On peut déjà voir à quel point l’empereur Nicolas s’est éloigné de la vérité, en disant que « les puissances, pour peu qu’elles voulussent sérieusement la paix, étaient tenues à réclamer d’emblée l’adoption pure et simple de la note de Vienne, au lieu de permettre à la Porte de modifier ce que nous avions adopté sans changement. » Non-seulement les puissances n’avaient pas autorisé les modifications turques, mais elles avaient demandé en effet à la Porte l’adoption pure et simple de la note de Vienne. Avec quelle insistance et avec quelle droiture d’intentions pacifiques ? Nous allons achever de le montrer en recourant à une des pièces les plus curieuses et les plus importantes, suivant nous, des documens anglais, la dépêche de lord Clarendon à lord Stratford, écrite précisément pour répondre au mémorandum de Rechid-Pacha sur les modifications.

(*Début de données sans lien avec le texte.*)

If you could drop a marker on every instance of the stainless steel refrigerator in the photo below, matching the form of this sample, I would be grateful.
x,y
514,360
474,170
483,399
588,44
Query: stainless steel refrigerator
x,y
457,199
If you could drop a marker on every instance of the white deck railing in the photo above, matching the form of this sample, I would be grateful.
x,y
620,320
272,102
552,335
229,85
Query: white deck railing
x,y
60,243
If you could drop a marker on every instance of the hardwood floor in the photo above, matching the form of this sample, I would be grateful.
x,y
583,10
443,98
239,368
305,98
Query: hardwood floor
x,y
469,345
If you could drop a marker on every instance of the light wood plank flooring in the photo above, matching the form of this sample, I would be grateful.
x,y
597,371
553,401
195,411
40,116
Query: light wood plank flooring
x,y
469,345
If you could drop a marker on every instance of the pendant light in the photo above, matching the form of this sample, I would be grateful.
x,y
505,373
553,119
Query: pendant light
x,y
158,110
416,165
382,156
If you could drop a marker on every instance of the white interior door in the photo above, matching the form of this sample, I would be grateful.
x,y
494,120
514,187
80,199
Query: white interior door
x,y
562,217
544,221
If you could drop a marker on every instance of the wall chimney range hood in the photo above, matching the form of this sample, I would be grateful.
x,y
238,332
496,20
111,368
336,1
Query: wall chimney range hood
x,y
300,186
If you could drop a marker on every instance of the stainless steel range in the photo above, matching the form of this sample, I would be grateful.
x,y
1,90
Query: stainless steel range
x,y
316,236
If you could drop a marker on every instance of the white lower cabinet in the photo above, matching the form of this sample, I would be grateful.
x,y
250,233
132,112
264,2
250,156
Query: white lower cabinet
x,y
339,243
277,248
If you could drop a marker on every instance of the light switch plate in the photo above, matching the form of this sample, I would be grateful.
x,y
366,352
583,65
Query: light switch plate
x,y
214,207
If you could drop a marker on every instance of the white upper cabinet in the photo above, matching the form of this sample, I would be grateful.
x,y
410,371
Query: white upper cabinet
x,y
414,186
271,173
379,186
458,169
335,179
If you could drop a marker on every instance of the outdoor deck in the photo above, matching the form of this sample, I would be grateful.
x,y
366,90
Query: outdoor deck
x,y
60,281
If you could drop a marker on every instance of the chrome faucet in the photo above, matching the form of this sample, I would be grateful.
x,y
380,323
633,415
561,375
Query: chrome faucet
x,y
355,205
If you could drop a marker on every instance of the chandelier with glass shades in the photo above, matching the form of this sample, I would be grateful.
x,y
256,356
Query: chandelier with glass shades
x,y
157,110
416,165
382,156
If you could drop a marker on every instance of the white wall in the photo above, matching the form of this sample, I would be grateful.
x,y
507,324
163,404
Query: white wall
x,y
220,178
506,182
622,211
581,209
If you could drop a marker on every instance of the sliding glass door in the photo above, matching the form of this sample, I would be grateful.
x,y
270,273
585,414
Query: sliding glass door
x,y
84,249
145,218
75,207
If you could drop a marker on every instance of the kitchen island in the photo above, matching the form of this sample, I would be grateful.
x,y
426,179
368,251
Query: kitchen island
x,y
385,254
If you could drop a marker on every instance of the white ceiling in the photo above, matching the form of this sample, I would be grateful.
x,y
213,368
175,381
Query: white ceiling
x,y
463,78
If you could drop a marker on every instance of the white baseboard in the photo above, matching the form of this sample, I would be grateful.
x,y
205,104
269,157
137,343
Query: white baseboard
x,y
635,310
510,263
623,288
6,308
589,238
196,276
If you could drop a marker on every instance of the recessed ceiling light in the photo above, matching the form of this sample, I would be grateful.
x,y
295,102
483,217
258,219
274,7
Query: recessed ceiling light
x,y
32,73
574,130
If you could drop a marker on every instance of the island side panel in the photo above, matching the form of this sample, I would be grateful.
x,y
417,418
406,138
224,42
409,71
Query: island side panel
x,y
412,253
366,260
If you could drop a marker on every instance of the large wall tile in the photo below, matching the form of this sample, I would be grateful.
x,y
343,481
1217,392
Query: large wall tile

Lord Clarendon commençait par répondre à une plainte de Rechid-Pacha : — Pourquoi la Porte n’avait-elle pas été consultée avant que la conférence n’arrêtât définitivement la note de Vienne ? — Le ministre anglais en donnait cette raison. Lorsque le comte de Buol fit inviter Rechid-Pacha par M. de Bruck, qu’appuyèrent les représentans des trois autres puissances, à faire une fusion de la note du prince Menchikof et de la sienne propre, la Porte avait accepté cette idée, le sultan l’avait sanctionnée, mais il n’y avait pas été donné suite. Les puissances, désireuses de terminer les difficultés sans perte de temps, s’étaient alors chargées elles-mêmes d’un travail dont le gouvernement turc avait approuvé la pensée sans en poursuivre l’exécution. On avait donc pris le projet de note du gouvernement français qui avait été reçu favorablement par M. de Nesselrode, et on en avait tiré la note de Vienne. « Il était inutile d’ajouter que si les gouvernemens anglais et français n’avaient pas cru sauvegardés par cette note les intérêts et le principe pour lesquels

  1. Lord Cowley to the earl of Clarendon, september 2. Corresp., part II, n° 80.